On Wednesday, researchers at Microsoft launched a brand new simulation atmosphere designed to check AI brokers, together with new analysis exhibiting that present agentic fashions could also be weak to manipulation. Carried out in collaboration with Arizona State College, the analysis raises new questions on how effectively AI brokers will carry out when working unsupervised — and the way shortly AI firms could make good on guarantees of an agentic future.

The simulation atmosphere, dubbed the “Magentic Market” by Microsoft, is constructed as an artificial platform for experimenting on AI agent habits. A typical experiment would possibly contain a customer-agent attempting to order dinner in line with a person’s directions, whereas brokers representing varied eating places compete to win the order.

The staff’s preliminary experiments included 100 separate customer-side brokers interacting with 300 business-side brokers. As a result of the supply code for {the marketplace} is open supply, it must be simple for different teams to undertake the code to run new experiments or reproduce findings.

Ece Kamar, CVP and managing director of Microsoft Analysis’s AI Frontiers Lab, says this sort of analysis might be important to understanding the capabilities of AI brokers. “There may be actually a query about how the world goes to vary by having these brokers collaborating and speaking to one another and negotiating,” mentioned Kamar. “We wish to perceive these items deeply.”

The preliminary analysis checked out a mixture of main fashions, together with GPT-4o, GPT-5, and Gemini-2.5-Flash, and located some shocking weaknesses. Specifically, the researchers discovered a number of methods companies may use to govern buyer brokers into shopping for their merchandise. The researchers observed a selected falloff in effectivity as a buyer agent was given extra choices to select from, overwhelming the eye area of the agent.

“We would like these brokers to assist us with processing plenty of choices,” Kamar says. “And we’re seeing that the present fashions are literally getting actually overwhelmed by having too many choices.”
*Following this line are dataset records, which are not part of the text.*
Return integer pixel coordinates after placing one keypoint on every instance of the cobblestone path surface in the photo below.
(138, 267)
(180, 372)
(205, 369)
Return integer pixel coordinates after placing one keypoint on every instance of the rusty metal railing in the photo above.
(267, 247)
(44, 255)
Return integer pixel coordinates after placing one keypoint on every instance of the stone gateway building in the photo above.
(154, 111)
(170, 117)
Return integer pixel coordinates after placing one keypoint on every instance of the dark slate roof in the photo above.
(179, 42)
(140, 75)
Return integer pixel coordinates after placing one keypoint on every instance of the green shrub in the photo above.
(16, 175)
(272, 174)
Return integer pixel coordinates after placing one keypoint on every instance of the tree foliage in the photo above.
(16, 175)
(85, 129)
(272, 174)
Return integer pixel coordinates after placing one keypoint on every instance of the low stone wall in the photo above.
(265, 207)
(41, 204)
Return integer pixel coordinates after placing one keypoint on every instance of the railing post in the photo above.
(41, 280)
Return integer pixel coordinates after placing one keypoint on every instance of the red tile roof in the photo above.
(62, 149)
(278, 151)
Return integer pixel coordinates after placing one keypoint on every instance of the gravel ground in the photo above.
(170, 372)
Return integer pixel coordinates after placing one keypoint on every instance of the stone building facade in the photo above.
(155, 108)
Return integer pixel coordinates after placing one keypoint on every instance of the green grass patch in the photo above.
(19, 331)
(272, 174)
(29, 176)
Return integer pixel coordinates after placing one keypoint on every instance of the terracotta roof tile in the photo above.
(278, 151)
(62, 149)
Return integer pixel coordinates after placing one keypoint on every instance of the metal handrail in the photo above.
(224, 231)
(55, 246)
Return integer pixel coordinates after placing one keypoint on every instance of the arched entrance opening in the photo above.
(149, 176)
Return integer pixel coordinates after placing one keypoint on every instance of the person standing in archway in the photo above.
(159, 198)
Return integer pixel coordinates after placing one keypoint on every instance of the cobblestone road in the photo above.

The brokers additionally bumped into bother after they have been requested to collaborate towards a standard aim, apparently uncertain of which agent ought to play what function within the collaboration. Efficiency improved when the fashions got extra express directions on how you can collaborate, however the researchers nonetheless noticed the fashions’ inherent capabilities as in want of enchancment.

Techcrunch occasion

San Francisco
|
October 13-15, 2026

“We are able to instruct the fashions — like we will inform them, step-by-step,” Kamar mentioned. “But when we’re inherently testing their collaboration capabilities, I’d anticipate these fashions to have these capabilities by default.”